Serve una riflessione sull’adeguatezza delle regole di intervento delle forze dell’ordine in contesti di particolare fragilità: il ragazzo era visibilmente agitato, tremava e piangeva, e veniva già da un precedente tentativo di suicidio. In quel momento sarebbe stato necessario adottare cautele diverse, come avvisare i sanitari del 118 o far entrare la madre per farlo calmare”. Lo dice all’ANSA l’avvocato Osvaldo Rocca, legale della famiglia di Mohamed Amin Bessioud (che tutti chiamanvano Momo), il 25enne di origine tunisine e cittadino italiano, che si è tolto la vita a Cosenza durante una perquisizione dei carabinieri all’interno della propria abitazione, secondo il quale è necessario fare luce sulla gestione della situazione.
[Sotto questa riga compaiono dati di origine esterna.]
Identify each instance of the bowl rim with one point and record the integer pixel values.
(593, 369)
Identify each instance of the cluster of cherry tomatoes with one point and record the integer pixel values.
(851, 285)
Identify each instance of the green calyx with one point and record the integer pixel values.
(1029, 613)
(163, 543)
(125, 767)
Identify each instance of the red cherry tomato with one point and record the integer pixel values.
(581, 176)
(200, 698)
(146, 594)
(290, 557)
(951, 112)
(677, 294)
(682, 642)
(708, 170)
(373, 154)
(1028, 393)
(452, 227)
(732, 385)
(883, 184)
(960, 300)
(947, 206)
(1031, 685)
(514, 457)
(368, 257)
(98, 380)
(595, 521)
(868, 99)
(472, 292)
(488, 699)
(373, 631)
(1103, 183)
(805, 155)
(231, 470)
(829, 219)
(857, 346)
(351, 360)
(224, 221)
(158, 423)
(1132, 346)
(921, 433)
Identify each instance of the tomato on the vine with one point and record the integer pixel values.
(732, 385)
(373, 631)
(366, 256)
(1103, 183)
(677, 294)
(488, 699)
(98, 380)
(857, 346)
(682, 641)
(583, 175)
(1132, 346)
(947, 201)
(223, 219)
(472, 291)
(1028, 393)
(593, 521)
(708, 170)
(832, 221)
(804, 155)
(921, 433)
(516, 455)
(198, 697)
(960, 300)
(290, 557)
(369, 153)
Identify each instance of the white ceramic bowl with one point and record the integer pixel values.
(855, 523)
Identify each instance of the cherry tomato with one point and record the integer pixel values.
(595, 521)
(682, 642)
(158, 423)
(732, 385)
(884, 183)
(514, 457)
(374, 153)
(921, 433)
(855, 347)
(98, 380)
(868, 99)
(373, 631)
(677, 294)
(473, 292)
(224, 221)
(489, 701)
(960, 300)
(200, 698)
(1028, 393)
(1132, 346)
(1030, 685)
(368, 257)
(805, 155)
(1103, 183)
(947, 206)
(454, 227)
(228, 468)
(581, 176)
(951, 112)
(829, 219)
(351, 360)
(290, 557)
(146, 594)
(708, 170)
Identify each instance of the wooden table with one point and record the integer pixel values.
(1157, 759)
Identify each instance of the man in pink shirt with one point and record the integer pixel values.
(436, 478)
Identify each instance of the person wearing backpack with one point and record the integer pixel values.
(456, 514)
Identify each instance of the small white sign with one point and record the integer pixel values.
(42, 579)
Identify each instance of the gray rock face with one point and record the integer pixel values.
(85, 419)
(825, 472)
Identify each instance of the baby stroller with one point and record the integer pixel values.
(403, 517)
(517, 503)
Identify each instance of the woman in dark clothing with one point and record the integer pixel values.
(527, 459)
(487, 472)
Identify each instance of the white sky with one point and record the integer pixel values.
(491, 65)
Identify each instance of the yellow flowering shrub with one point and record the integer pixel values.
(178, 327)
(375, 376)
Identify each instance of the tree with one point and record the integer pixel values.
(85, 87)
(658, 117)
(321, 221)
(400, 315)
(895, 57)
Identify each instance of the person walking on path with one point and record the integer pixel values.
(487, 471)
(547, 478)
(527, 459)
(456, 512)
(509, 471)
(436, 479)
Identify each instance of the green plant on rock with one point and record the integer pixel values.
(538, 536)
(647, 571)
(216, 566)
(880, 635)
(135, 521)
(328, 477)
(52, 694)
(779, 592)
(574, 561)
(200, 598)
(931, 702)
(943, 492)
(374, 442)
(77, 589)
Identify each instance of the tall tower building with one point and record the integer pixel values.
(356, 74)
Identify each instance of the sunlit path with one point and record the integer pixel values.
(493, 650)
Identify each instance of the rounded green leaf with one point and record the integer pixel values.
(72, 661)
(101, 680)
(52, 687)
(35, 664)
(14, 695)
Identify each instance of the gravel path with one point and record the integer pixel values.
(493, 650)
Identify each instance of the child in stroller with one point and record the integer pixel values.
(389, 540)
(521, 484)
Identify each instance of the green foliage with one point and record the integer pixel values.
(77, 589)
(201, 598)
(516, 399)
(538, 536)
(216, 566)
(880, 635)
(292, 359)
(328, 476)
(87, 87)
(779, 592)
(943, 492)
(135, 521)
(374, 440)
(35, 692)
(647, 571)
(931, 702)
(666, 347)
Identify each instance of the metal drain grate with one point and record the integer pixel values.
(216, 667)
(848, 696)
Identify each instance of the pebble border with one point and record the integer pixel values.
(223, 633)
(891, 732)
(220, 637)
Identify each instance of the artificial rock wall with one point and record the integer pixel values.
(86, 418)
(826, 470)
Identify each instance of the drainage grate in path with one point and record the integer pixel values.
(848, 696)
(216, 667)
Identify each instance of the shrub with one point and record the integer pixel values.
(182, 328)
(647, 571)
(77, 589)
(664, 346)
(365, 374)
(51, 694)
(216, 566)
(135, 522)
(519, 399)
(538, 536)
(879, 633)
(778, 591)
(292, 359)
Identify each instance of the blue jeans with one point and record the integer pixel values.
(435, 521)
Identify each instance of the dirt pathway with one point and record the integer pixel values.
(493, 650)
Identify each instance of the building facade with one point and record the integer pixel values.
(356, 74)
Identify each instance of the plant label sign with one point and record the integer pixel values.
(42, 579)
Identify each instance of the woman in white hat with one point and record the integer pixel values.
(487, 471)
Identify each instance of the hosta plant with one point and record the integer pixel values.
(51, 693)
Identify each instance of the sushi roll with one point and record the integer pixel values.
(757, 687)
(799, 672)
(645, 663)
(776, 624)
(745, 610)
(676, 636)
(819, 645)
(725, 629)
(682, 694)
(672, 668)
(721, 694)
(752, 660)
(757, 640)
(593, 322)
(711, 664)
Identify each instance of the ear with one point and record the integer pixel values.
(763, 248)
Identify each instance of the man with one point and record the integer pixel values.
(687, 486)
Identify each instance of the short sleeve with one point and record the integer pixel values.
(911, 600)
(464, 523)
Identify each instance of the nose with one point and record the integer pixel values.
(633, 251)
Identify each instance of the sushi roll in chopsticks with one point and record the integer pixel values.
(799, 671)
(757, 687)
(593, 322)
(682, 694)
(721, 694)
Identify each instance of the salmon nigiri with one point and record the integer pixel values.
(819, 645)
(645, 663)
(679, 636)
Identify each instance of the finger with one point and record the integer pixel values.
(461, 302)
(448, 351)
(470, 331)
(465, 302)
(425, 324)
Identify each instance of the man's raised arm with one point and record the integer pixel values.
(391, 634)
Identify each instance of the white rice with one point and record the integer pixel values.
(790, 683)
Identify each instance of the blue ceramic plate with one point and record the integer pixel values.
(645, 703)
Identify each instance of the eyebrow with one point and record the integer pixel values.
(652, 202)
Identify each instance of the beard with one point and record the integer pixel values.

Secondo quanto riferito dal legale, il giovane — che aveva avuto recenti vicissitudini giudiziarie ed era ai domiciliari per piccolo spaccio e uso di sostanze stupefacenti, per le quali stava seguendo un percorso di recupero con il Sert e i servizi sociali — stava attraversando un momento di profonda fragilità psicologica, accentuatasi dopo un periodo di detenzione in carcere.

Non parliamo di un profilo criminale di spessore — ha chiarito l’avvocato Rocca — ma di un ragazzo problematico che necessitava di supporto. Riteniamo che la pressione e le modalità verbali dell’intervento possano aver agito da innesco in un soggetto già fortemente vulnerabile. È necessario fare piena luce su come sia stata gestita la situazione in quei minuti cruciali”.